We have been trying for a baby for several years and we are 33 and 32, however it is obviously not meant to be for us, I suffer from PCOS and my right ovary is damaged as a result and my husband suffers from azoospermia and there is no funding in our PCT for male infertility and there is no way would be able to get our hands on the kinds of money we need to more tests for my husband and ICSI. 
If anyone can offer us any advice, that would be great!! 

Thanks!!


----------



## ma1978 (May 30, 2009)

Welcome to the Forum 
We are starting the adoption process and we have our  initial meeting with a sw next week like you excited and scared 
this forum is a great place to chat with people going through the same.
good luck with the Adoption Journey x x x


----------



## Wyxie (Apr 10, 2013)

Good luck to both of you for your first appointment.

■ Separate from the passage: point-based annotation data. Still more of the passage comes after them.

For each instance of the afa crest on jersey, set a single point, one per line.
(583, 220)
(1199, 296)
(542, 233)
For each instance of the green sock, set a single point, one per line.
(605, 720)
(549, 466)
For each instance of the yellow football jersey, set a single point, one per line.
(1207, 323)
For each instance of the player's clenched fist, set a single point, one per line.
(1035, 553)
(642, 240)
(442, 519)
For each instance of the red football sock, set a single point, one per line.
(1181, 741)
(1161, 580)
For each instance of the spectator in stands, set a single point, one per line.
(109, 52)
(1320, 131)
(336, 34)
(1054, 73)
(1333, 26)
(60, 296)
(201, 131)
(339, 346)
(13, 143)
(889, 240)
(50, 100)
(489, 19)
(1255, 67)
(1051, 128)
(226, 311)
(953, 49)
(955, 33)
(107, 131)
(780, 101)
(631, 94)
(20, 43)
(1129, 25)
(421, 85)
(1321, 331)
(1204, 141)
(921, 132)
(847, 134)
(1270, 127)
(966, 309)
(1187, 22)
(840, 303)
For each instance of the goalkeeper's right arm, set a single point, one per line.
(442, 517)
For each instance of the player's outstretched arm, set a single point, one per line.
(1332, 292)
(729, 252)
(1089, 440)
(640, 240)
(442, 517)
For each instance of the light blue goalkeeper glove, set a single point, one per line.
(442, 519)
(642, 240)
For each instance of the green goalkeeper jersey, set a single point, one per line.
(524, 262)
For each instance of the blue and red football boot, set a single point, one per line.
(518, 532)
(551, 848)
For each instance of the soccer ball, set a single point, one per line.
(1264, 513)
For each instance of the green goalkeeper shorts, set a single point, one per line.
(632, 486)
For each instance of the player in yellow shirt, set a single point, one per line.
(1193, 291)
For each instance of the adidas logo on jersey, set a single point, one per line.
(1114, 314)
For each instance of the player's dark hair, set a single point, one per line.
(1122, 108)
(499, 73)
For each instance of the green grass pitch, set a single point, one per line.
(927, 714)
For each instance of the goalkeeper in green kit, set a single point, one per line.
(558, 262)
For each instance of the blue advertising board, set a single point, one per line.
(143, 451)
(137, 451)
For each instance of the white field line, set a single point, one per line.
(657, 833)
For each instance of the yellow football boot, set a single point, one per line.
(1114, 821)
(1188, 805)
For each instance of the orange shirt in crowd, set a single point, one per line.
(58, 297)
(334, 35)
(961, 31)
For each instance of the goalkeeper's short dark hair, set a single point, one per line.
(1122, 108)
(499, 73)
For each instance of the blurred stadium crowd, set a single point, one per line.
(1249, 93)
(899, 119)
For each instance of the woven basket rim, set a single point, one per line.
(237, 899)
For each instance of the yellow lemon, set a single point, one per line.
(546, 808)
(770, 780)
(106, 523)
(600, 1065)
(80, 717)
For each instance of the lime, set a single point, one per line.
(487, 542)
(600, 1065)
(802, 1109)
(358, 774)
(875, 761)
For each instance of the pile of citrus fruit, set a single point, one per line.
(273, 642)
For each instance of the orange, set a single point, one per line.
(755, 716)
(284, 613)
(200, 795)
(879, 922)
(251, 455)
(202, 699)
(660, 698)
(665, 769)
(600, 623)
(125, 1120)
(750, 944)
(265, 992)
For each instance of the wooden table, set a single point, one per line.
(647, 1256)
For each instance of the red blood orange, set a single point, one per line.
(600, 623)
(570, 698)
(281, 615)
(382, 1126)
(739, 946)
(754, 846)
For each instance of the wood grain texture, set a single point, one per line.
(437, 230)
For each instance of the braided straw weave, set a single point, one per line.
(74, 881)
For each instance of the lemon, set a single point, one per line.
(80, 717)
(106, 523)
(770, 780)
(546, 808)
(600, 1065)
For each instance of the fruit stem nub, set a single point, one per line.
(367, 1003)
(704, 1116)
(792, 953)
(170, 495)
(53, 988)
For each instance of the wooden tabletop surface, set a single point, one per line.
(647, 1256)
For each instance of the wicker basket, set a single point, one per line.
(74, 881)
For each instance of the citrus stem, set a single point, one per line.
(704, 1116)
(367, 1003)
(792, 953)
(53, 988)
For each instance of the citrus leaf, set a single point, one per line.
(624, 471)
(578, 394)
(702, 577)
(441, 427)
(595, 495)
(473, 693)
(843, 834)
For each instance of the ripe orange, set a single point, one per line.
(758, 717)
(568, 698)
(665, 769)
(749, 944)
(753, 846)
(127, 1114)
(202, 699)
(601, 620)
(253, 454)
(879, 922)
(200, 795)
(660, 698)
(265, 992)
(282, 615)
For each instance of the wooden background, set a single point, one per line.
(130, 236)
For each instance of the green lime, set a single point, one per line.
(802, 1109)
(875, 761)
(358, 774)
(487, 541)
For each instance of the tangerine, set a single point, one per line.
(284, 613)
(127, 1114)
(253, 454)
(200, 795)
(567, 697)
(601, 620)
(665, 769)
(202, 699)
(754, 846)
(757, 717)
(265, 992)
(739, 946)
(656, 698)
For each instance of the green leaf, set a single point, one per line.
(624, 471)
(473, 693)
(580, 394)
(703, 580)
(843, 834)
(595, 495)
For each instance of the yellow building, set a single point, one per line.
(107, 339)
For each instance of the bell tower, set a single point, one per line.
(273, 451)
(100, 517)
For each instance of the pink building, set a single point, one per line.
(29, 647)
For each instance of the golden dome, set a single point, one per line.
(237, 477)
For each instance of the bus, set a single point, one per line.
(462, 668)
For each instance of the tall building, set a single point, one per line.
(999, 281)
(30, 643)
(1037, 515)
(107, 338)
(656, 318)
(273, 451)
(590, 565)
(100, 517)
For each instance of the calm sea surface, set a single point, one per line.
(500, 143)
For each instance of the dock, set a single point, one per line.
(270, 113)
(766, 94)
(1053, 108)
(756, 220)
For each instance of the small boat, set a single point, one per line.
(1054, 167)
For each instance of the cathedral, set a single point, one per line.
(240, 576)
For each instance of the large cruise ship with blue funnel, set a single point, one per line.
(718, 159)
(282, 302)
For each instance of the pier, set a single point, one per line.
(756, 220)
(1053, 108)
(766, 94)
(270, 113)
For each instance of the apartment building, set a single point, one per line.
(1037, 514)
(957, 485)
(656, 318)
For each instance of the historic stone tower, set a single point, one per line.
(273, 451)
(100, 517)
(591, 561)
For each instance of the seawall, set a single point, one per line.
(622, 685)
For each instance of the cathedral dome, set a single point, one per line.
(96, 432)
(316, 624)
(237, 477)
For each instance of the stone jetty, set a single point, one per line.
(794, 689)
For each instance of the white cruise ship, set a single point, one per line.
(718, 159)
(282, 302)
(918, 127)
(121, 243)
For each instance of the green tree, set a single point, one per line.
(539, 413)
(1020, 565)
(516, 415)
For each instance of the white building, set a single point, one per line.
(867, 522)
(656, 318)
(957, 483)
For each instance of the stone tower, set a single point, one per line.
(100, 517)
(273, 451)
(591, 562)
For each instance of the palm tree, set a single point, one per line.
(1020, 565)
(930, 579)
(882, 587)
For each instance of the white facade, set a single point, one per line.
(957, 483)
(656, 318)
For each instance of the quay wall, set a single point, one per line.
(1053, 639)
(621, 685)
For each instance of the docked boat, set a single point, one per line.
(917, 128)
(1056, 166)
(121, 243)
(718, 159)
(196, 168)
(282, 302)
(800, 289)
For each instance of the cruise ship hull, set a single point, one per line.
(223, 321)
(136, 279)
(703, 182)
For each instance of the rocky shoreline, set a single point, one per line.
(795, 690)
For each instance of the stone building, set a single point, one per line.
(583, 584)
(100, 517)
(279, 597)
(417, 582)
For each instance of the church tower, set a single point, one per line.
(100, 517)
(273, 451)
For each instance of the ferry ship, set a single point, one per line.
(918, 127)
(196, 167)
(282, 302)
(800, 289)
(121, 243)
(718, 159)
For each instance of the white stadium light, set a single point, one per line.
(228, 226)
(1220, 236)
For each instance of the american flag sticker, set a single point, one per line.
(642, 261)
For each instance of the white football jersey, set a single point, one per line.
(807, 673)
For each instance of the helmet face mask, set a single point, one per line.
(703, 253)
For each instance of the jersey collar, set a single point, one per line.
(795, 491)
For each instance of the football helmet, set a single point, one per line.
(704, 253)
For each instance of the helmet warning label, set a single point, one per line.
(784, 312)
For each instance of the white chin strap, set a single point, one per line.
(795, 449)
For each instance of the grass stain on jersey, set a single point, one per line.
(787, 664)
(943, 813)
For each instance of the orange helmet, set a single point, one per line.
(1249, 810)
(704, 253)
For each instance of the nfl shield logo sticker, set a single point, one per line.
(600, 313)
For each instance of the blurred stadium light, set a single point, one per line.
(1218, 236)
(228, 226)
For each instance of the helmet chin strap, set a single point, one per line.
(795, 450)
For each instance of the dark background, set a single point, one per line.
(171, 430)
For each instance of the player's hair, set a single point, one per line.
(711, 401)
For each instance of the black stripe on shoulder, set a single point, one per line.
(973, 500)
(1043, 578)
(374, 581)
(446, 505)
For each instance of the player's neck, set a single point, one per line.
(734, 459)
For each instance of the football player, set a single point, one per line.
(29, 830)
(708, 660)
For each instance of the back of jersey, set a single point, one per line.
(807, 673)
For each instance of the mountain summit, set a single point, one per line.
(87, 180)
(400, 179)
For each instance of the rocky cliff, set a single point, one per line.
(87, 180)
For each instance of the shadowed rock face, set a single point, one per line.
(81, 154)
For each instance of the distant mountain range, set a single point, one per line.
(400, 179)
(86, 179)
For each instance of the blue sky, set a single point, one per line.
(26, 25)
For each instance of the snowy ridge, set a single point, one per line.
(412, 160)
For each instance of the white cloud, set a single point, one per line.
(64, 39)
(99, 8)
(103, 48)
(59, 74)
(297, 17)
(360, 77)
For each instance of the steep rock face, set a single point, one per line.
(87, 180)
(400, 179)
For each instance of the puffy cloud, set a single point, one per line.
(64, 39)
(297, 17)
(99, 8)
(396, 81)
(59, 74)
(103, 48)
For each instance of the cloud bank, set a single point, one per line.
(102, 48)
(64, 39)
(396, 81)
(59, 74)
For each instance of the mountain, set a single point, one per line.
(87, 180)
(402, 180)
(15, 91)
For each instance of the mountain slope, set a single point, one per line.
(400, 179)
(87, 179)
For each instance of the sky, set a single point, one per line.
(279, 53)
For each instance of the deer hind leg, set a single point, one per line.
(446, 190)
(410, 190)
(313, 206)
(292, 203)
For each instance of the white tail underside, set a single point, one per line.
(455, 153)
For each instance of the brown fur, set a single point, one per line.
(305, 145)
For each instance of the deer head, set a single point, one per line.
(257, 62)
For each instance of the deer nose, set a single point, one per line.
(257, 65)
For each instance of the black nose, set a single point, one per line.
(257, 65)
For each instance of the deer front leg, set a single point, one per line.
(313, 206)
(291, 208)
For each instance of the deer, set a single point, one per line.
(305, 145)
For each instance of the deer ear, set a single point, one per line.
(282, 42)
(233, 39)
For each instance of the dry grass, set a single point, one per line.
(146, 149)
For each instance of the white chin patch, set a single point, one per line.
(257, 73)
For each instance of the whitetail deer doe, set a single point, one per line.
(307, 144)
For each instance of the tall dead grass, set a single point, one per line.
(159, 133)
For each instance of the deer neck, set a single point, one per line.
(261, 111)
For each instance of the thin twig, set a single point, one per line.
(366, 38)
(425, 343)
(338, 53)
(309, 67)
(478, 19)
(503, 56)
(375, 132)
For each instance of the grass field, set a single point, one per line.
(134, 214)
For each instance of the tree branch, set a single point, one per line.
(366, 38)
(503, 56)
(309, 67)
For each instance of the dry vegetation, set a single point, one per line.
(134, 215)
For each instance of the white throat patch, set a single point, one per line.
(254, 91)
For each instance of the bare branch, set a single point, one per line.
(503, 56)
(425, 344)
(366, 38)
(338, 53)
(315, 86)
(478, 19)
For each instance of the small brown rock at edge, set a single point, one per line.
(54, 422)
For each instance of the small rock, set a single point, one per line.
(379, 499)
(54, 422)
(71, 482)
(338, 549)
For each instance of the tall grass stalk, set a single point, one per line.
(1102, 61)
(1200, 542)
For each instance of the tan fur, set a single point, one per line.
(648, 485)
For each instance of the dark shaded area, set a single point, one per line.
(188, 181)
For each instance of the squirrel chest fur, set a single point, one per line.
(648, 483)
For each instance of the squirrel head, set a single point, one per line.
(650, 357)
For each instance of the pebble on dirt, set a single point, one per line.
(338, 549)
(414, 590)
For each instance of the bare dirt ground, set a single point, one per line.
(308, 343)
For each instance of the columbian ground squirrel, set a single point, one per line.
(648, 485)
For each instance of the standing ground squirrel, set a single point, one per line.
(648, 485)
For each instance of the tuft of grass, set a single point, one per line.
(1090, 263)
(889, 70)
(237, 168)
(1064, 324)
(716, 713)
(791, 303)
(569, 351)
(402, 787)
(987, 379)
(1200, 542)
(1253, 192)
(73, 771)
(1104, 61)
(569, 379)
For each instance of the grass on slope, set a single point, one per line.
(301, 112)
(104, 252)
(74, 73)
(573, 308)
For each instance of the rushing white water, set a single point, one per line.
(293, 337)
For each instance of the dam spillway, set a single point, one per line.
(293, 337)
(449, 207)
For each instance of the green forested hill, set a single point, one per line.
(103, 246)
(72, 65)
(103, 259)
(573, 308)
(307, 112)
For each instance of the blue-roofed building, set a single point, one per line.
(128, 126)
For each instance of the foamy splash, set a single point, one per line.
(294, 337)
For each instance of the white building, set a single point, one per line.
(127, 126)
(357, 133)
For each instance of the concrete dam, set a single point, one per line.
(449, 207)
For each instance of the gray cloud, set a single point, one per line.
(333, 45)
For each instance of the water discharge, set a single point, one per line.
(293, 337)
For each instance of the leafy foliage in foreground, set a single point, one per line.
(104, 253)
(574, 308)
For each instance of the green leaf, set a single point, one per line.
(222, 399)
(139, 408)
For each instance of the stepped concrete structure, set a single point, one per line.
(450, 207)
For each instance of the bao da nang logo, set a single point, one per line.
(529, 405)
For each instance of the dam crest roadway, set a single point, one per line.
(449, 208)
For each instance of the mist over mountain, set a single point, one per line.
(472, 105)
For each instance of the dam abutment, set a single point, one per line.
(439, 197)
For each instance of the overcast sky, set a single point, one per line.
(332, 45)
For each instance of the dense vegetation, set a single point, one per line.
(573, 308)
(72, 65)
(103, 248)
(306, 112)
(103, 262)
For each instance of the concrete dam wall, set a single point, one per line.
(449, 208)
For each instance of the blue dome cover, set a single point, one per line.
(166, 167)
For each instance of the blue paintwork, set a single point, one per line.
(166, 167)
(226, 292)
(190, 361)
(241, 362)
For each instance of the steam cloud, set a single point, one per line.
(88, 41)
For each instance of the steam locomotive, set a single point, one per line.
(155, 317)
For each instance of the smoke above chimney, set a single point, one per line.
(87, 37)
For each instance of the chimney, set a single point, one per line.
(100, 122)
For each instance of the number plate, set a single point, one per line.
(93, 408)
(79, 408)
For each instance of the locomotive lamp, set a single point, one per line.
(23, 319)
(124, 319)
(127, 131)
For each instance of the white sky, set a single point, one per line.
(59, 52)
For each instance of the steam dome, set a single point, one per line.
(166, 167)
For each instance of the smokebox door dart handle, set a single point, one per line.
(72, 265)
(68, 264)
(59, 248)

I think it's a good opportunity to raise any concerns you have about your own health, finances, local support/family or anything you think may be a worry.  Normally they can put your mind at rest, and if there is something that my be an issue you can find out sooner rather than later what you could do about it, rather than having it come up part way through the home study and slowing you down.

Also, you are interviewing them as well as the other way round.  You do have a choice of LAs so ask lots of questions and be honest with them about what you're hoping for, ask them about timescales and whether they need adopters for the child(ren) you are looking for - you need to know if they're right for you!

All the best,

Wyxie


----------